The Neurovirulence of the DA and GDVII Strains of Theiler’s Virus Correlates with Their Ability To Infect Cultured Neurons

The strains of Theiler’s murine encephalomyelitis virus, a picornavirus, are divided into two groups according to their neurovirulence after intracerebral inoculation. The highly virulent GDVII strain causes an acute, fatal encephalomyelitis, whereas the DA strain causes a mild encephalomyelitis followed by a chronic inflammatory demyelinating disease associated with viral persistence. Studies with recombinant viruses showed that the capsid plays the major role in determining these phenotypes. However, the molecular basis for the effect of the capsid on neurovirulence is still unknown. In this paper, we describe a large difference in the patterns of infection of primary neuron cultures by the GDVII and DA strains. Close to 90% of the neurons were infected 12 h after inoculation with the GDVII strain, and the cytopathic effect was complete 24 h postinoculation. In contrast, with the DA strain, viral antigens were not detected in neurons until 24 h postinoculation. Infected neurons accounted for only 2% of the total number of neurons, even 6 days after inoculation. No cytopathic effect was visible, and the cultures could be kept for the same length of time as the noninfected controls. Because the neurovirulence of the GDVII strain has been mapped to the capsid, we examined the role of the capsid in this difference of phenotype. We showed, using recombinant viruses, that the capsid was indeed responsible for the pattern of infection observed in vitro, most likely through its role in viral entry. Thus, the levels of neurovirulence of the GDVII and DA strains correlate with their abilities to infect cultured neurons, and this ability is controlled by the capsid.     

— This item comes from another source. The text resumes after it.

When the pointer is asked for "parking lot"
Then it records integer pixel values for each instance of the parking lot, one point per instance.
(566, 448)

Non-AUG-initiated internal translation of the L* protein of Theiler's virus and importance of this protein for viral persistence

Theiler's virus is a neurotropic murine picornavirus which, depending on the strain, causes either acute encephalitis or persistent demyelinating disease. Persistent strains of Theiler's virus (such as DA) produce an 18-kDa protein called L* from an open reading frame overlapping that encoding the viral polyprotein. Neurovirulent strains (such as GDVII) are thought not to produce the L* protein, as the alternative open reading frame of these strains starts with an ACG codon instead of an AUG codon. However, we observed that both persistent and neurovirulent strain derivatives can produce two forms of the L* protein through unusual type II internal ribosome entry site-mediated translation. A full-length 18-kDa protein can be expressed from an ACG or an AUG initiation codon, whereas an N-terminally truncated 15-kDa product can be translated from a downstream AUG initiation codon. The expression of the 18-kDa form is required for efficient persistence of DA virus derivatives in the central nervous system.